From the author's introduction to Kandinsky's Concerning the Spiritual in Art:
Every work of art is the child of its age and, in many cases, the mother of our emotions. It follows that each period of culture produces an art of its own which can never be repeated. Efforts to revive the art-principles of the past will at best produce an art that is still-born.
Sympathy is the education of the spectator from the point of view of the artist. It has been said above that art is the child of its age. Such an art can only create an artistic feeling which is already clearly felt. This art, which has no power for the future, which is only a child of the age and cannot become a mother of the future, is a barren art.
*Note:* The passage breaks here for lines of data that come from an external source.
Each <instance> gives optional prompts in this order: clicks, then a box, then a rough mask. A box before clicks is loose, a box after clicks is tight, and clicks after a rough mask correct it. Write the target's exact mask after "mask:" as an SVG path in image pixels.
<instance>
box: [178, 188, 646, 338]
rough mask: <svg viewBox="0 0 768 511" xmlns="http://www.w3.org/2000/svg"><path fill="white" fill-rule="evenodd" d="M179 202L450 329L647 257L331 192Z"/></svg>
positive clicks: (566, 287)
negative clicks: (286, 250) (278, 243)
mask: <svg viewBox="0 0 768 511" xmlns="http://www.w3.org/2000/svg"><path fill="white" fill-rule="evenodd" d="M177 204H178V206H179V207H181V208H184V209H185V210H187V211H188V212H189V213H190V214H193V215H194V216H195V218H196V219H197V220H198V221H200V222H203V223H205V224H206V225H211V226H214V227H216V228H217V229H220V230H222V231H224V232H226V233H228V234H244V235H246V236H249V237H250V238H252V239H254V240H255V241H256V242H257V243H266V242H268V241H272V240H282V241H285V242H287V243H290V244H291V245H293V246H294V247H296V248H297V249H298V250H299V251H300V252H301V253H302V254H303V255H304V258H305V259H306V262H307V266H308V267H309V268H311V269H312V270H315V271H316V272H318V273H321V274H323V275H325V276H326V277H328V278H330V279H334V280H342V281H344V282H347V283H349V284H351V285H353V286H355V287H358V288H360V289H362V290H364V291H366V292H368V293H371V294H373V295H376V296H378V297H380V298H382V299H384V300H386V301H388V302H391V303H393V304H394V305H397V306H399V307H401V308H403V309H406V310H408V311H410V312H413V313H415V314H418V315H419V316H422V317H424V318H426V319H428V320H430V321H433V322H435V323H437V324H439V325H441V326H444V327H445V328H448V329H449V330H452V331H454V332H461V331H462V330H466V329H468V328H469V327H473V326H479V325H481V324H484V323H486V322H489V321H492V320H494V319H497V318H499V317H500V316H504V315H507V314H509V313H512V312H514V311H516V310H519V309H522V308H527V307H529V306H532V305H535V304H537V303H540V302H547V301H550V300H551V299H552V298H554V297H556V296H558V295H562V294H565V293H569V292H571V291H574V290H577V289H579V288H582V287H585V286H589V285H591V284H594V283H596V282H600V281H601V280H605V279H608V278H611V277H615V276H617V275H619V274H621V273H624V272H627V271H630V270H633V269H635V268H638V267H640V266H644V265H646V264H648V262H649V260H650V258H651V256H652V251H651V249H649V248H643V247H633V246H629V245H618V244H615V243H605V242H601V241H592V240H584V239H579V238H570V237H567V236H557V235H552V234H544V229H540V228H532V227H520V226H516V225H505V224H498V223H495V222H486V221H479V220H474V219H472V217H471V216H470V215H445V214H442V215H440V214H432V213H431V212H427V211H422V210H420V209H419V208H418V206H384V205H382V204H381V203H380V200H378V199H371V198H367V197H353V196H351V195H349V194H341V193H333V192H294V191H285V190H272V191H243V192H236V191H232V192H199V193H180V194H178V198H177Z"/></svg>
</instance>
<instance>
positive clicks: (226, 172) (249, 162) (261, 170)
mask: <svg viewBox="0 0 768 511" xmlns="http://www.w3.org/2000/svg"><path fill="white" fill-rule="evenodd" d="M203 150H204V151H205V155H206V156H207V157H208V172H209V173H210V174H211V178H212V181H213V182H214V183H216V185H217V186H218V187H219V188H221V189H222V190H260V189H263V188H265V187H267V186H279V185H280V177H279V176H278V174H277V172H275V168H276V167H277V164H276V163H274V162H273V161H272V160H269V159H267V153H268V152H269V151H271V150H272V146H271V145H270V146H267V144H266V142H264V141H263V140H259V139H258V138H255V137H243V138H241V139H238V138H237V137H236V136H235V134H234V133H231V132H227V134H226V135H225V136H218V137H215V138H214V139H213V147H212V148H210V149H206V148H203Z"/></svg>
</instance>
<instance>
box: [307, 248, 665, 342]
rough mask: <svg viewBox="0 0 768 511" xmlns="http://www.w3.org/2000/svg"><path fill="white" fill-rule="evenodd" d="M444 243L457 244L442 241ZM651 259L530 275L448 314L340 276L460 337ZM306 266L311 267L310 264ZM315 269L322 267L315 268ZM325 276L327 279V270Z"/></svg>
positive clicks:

She is transitory and to all intent dies the moment the atmosphere alters which nourished her.
The other art, that which is capable of educating further, springs equally from contemporary feeling, but is at the same time not only echo and mirror of it, but also has a deep and powerful prophetic strength.
The spiritual life, to which art belongs and of which she is one of the mightiest elements, is a complicated but definite and easily definable movement forwards and upwards. This movement is the movement of experience. It may take different forms, but it holds at bottom to the same inner thought and purpose.